By Aqil Shah
Pakistan’s military has long used its rivalry with India to legitimize its political and economic power and to place itself above reproach. Although it has never prevailed in a military conflict, the army has waged a successful war against democracy, ruling Pakistan directly for roughly half the country’s post-independence history and wielding undue political influence over elected civilian governments for much of the other half. The generals helped the current prime minister, Imran Khan, rise to power through a grossly manipulated parliamentary election in 2018. And now they run the country from behind the thinnest façade of civilian rule Pakistan has ever seen.

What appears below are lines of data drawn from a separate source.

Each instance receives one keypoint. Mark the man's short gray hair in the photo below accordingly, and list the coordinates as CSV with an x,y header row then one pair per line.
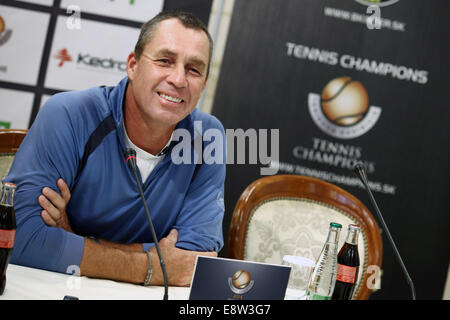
x,y
187,19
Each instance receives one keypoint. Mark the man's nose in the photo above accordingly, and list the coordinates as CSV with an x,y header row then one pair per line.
x,y
177,76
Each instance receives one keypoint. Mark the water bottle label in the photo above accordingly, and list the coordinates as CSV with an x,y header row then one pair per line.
x,y
7,238
319,297
346,273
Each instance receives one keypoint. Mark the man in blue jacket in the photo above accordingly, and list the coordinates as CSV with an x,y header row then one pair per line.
x,y
77,203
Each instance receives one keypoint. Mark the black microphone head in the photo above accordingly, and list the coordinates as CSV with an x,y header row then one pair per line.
x,y
130,156
360,171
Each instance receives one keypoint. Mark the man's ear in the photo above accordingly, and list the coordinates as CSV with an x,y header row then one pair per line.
x,y
131,65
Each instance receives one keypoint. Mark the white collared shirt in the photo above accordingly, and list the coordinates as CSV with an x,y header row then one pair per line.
x,y
145,161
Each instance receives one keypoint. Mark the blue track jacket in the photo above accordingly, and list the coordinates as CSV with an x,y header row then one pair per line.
x,y
78,136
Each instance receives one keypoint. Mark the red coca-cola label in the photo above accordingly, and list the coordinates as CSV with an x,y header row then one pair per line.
x,y
346,273
7,238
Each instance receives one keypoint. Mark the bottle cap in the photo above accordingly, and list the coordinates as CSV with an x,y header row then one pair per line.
x,y
336,225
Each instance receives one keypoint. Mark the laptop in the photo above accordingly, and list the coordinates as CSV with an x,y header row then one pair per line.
x,y
229,279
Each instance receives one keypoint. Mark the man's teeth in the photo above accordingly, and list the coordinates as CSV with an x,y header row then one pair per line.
x,y
172,99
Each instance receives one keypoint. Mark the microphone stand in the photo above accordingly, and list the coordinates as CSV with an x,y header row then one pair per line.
x,y
131,155
361,173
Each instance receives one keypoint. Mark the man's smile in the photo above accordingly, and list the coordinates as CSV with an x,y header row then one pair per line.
x,y
170,98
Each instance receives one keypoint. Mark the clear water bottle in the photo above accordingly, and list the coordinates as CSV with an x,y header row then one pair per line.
x,y
323,279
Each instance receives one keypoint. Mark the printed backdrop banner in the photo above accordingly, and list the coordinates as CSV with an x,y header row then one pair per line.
x,y
342,90
49,46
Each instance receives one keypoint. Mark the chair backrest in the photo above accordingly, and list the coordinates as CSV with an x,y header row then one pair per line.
x,y
10,140
290,215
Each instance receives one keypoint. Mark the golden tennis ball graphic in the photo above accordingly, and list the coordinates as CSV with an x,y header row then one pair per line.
x,y
241,279
344,101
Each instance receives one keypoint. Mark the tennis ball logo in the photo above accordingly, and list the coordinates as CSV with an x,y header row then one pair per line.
x,y
2,25
241,279
344,101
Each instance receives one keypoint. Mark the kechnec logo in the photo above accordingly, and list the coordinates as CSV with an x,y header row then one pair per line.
x,y
5,34
380,3
87,61
342,110
241,282
63,56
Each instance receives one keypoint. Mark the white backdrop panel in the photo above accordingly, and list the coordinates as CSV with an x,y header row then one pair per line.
x,y
15,108
136,10
20,54
41,2
94,55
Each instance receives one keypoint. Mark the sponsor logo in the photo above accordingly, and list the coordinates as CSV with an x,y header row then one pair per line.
x,y
87,61
361,64
131,1
5,34
63,56
342,110
380,3
241,282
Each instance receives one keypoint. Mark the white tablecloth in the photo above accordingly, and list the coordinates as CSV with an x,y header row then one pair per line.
x,y
23,283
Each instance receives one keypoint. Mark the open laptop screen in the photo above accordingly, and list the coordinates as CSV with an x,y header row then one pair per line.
x,y
229,279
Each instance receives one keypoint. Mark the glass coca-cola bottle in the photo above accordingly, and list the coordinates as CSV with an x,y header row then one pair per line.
x,y
7,229
348,266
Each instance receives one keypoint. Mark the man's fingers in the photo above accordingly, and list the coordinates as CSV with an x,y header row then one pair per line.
x,y
64,189
173,236
52,212
54,198
48,219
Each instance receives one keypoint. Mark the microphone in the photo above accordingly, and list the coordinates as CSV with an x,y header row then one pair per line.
x,y
130,155
361,173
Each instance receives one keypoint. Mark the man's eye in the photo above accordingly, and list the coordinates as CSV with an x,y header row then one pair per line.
x,y
195,71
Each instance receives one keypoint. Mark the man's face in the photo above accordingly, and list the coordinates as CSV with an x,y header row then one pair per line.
x,y
169,77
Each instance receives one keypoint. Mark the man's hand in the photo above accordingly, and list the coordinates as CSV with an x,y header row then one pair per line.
x,y
54,205
179,263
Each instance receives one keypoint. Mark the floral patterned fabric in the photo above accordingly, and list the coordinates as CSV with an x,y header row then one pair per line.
x,y
299,227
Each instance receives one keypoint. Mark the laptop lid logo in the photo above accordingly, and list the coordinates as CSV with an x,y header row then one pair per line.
x,y
241,282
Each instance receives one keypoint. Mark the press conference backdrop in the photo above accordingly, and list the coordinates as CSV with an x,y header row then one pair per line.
x,y
341,91
49,46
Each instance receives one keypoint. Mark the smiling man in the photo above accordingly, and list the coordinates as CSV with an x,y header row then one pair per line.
x,y
77,202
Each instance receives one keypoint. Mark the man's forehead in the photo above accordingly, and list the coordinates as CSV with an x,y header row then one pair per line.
x,y
166,40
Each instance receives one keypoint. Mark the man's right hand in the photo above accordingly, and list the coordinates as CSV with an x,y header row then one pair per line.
x,y
179,263
54,206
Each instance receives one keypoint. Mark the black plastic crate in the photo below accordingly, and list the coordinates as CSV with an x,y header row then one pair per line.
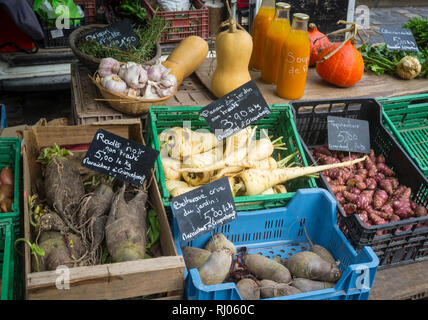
x,y
394,247
58,38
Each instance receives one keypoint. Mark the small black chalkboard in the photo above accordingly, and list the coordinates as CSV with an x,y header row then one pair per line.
x,y
236,110
120,34
118,157
204,209
399,39
345,134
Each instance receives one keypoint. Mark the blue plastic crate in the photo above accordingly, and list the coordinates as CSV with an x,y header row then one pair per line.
x,y
280,232
3,118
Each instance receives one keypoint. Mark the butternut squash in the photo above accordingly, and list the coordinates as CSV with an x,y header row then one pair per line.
x,y
233,51
187,57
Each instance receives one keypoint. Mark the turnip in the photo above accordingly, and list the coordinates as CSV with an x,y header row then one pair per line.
x,y
93,213
255,181
309,265
60,249
272,289
265,268
194,257
216,268
306,285
125,229
248,289
63,185
219,241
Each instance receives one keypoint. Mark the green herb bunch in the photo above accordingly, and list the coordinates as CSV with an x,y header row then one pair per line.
x,y
148,36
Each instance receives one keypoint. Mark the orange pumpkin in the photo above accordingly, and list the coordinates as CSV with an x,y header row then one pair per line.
x,y
344,68
318,42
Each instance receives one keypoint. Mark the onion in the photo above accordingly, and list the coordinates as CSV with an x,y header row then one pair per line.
x,y
6,205
6,191
6,176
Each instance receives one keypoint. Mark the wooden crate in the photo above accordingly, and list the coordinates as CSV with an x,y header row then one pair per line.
x,y
109,281
86,110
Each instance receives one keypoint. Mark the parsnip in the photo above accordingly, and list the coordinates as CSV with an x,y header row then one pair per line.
x,y
255,181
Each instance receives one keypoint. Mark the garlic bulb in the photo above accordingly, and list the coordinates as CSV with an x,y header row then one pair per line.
x,y
135,76
114,83
133,92
150,92
124,67
169,80
108,66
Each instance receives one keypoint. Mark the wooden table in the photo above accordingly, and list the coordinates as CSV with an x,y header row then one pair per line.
x,y
370,85
401,283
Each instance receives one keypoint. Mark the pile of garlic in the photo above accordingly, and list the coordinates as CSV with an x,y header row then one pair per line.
x,y
136,80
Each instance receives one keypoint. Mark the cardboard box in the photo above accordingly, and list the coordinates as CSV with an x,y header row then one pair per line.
x,y
108,281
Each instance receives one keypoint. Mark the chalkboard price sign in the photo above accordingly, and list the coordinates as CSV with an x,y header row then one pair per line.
x,y
399,39
345,134
236,110
120,34
203,209
118,157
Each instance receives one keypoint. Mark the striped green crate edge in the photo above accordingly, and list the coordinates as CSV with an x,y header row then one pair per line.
x,y
15,143
244,203
7,260
394,112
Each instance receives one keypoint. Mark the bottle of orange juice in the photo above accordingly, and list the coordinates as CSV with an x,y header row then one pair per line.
x,y
295,55
275,38
261,24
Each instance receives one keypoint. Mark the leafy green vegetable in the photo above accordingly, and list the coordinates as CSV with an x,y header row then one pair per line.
x,y
419,28
380,60
148,35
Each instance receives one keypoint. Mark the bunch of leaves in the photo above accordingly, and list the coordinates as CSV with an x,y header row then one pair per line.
x,y
134,9
48,153
380,60
148,35
419,28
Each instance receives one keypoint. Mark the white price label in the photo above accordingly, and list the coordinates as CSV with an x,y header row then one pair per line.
x,y
57,33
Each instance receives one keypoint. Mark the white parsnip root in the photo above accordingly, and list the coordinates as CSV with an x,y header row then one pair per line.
x,y
199,158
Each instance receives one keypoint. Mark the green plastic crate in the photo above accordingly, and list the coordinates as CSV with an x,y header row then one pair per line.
x,y
7,259
279,123
10,155
407,119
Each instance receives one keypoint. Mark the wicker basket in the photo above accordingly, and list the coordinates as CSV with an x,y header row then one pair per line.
x,y
90,62
125,104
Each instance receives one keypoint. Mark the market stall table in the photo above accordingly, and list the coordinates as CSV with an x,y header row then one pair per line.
x,y
370,85
194,91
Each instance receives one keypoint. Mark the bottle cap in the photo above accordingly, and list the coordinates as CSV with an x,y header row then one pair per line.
x,y
282,5
301,16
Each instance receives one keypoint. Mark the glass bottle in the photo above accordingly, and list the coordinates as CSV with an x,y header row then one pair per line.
x,y
295,55
261,24
275,38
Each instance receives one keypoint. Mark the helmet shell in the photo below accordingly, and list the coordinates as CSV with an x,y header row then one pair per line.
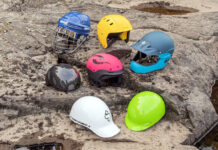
x,y
103,61
113,24
92,113
75,22
105,69
155,43
144,110
63,77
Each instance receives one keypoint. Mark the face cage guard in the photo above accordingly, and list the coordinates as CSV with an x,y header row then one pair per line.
x,y
67,41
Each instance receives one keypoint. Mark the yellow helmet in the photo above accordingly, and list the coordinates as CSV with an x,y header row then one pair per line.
x,y
115,26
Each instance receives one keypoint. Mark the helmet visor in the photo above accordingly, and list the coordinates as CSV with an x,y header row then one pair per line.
x,y
145,60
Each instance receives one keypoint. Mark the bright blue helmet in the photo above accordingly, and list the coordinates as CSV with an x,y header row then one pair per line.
x,y
153,44
73,29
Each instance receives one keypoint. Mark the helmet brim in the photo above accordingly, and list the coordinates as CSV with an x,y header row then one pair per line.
x,y
107,131
136,127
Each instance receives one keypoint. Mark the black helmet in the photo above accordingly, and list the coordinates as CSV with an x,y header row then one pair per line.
x,y
63,77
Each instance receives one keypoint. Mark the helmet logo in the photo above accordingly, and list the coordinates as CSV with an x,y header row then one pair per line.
x,y
107,115
144,42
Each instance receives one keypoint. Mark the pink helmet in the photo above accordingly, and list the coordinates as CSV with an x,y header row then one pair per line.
x,y
104,69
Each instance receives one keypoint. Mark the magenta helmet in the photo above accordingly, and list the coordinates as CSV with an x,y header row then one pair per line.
x,y
105,69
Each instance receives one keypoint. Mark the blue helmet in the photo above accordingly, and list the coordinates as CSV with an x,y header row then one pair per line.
x,y
154,44
73,29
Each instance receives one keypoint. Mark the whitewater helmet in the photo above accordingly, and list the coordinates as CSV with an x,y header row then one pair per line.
x,y
144,110
63,77
72,31
92,113
105,70
154,51
113,27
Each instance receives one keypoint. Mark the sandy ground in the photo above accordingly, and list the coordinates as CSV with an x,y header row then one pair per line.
x,y
165,135
201,5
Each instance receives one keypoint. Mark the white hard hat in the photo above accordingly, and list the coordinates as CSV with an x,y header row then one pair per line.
x,y
94,114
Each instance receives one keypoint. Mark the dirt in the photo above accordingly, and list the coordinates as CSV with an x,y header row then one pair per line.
x,y
164,8
31,110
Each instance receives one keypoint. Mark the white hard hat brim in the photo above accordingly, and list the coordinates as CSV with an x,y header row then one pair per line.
x,y
107,131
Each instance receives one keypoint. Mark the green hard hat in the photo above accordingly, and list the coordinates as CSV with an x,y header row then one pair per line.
x,y
144,110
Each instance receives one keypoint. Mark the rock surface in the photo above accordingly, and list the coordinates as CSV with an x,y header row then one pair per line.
x,y
28,106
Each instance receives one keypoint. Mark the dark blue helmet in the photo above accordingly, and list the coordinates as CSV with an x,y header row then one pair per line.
x,y
73,30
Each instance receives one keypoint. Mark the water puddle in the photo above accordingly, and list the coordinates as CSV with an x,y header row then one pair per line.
x,y
164,8
210,140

But in recent months, the military has faced a mounting political challenge. The Pakistan Democratic Movement (PDM)—an unprecedented coalition of once fractious opposition parties—has staged large rallies against Khan’s government, demanding the prime minister’s resignation. Buoyed by backing from the generals, Khan and his Pakistan Tehrik-e-Insaf party (PTI) seem unlikely to bend, but the protests have another, even bigger target: the military itself. Many Pakistanis see the army as the real power behind Khan and the cause of the country’s political and economic woes. Their anger has occasioned a remarkable shift as major political figures speak out for the first time against the military’s dominance of Pakistan—a shift that could eventually threaten the military’s chokehold on political power.